そこで、成毛眞から、『新刊じゃないけど、プレミアムな、古くて新しいような、Kindle化記念とか・・・まあ、そこんとこ適当に。ルールを適当に決めていただいて、勝手に発表していただければ、それでOKかと思います。』という、きわめてHONZ的なHONZプレミアムの趣旨考案が下命された。短い文章に二回も使われている、適当、という言葉の意をくんで、とりあえずは適当にはじめてみたい。

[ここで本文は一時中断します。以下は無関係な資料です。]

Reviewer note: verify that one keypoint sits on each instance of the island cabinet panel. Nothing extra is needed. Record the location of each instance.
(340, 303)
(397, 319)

しかし、当然、HONZプレミアムで紹介される本のレベルは、いつかクラシックに列せられるほど、相当に高くなくてはならない。そして、レビューの内容も、通常の『おすすめ本』や『新刊超速レビュー』を凌駕しなくてはならない。勇気をふりしぼり、不肖なかのとおる、が第一回に果敢に挑戦いたしまする。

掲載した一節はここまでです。